Today, we’re going to look a bit more at how to use R from Weka. More specifically, we’ll look at how to use the MLR library from Weka. MLR stands for Machine Learning in R. This library includes many of the learning algorithms that are available in the R environment all nicely bundled up in one package. As we’ll see, it’s quite easy to use MLR from Weka. There is a particular classifier that can be used to do this. OK, let’s have a look at how this classifier works. I have loaded the diabetes data into the Explorer so that we can process it using MLR learning algorithms. One way to use MLR is to just use the R console.
We’ve seen last time that we can, for example, plot the data in the R console, by referring to the data using rdata. This will plot the data that we have loaded into the Preprocess panel. We can also use the MLR learning algorithms from this console by typing in commands. However, that is a little bit inconvenient. Instead, we can use the MLR classifier by selecting it under the Classify panel. We select the Choose button to choose the MLR classifier. As you have seen, this has taken a while, because Weka actually needs to download and install the MLR package in R the first time we want to use it.

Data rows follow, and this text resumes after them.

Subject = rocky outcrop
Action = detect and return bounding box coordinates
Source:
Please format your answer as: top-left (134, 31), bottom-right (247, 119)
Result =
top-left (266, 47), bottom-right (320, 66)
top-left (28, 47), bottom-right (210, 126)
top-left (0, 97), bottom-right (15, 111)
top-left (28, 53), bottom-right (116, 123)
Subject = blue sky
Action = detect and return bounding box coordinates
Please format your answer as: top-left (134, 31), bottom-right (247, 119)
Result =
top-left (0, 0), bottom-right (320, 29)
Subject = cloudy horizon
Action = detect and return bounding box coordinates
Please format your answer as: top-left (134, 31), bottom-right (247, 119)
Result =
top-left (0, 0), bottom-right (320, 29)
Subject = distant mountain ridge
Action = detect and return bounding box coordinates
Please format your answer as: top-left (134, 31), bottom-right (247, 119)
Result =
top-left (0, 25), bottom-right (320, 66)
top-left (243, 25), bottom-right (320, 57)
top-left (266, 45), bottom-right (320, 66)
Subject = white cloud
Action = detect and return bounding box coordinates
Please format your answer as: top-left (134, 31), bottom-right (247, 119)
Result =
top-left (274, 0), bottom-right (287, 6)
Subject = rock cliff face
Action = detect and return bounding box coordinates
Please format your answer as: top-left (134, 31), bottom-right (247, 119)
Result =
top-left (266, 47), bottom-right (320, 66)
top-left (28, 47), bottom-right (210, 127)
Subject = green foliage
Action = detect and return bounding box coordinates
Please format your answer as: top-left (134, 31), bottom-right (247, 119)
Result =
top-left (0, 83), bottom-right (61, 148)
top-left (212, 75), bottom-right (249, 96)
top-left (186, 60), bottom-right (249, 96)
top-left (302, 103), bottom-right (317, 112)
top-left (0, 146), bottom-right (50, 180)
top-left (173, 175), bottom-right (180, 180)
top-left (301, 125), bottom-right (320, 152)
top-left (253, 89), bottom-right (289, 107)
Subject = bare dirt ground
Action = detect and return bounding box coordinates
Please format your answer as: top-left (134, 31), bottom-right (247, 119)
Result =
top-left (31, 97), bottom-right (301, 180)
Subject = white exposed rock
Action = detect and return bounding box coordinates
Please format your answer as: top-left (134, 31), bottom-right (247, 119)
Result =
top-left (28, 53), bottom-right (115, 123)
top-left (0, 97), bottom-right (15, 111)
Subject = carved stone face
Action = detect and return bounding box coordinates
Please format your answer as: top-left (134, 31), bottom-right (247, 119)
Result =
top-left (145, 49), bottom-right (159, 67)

However, once this has happened, we don’t need to install the package again, so this will be much faster in the future. OK, now you can see here that we have an MLR package in the classifiers package. There’s an MLR classifier there, so let’s select it. The MLR classifier wraps the MLR R library for building and making predictions using various R classifiers and regression methods. Right. Just like with any other Weka classifier, we have the text box up here which contains the configuration information for the MLR classifier. Let’s just run it with default settings. You press the Start button, and, by default, the MLR classifier runs the rpart learning algorithm in R.
This builds a classification tree from the data using the CART decision tree learning method. You can see that it gets 75% accuracy in the cross-validation on the diabetes data. We get all the other performance statistics that we are used to, as well. Really, we treat the learning algorithm in R just like any other Weka learning algorithm. For this to happen, behind the scenes the MLR classifier actually has to transfer the data into the R environment, build the classifier in the R environment, and then also feed the test data to the classifier in the R environment and get the predictions back. But it all happens transparently.
Further up, we can see the tree that has been generated from this data in textual form. We also get some information on the learning algorithm that was used and the package it originally comes from. We used rpart, which is a classification algorithm, so in MLR it’s called classif.rpart. This learning algorithm comes from the “rpart” package, which is a separate package for R. The MLR package for R just bundles algorithms from a lot of other packages that are available in R in one convenient interface, which we can easily make use of using the MLR classifier. The name is given here and also some properties of this algorithm. It can deal with two classes. It can deal with multiple classes.
It can deal with missing values, numeric variables – numeric attributes, in other words – factors, which are nominal attributes. It could also, potentially, deal with ordinal attributes. It can produce probability estimates, and it can deal with instance weights. This is the rpart learning algorithm from R, but there are many other learning algorithms that are available in the MLR package, and most of them are available through the MLR classifier. We can choose the algorithm we want to use by using the RLearner property. By default, we can see here that rpart is chosen, but there are many other algorithms that we can choose from. There are many classification algorithms, and there are also many regression algorithms.
Let’s run one other classification algorithm in MLR. Let’s run random ferns. This is available as classif.rferns. Living in New Zealand, I am quite fond of ferns, and it’s intriguing to see that there is also a learning algorithm that generates random ferns. Now, you can see that when I’ve clicked this, nothing happens for a while because Weka actually has to download and install the rferns package. That has happened now, and we can use this classifier. The fern is a variant of a decision tree where all the tests at one level of the decision tree are exactly the same, so they all test the same attribute and they perform the same split of the data.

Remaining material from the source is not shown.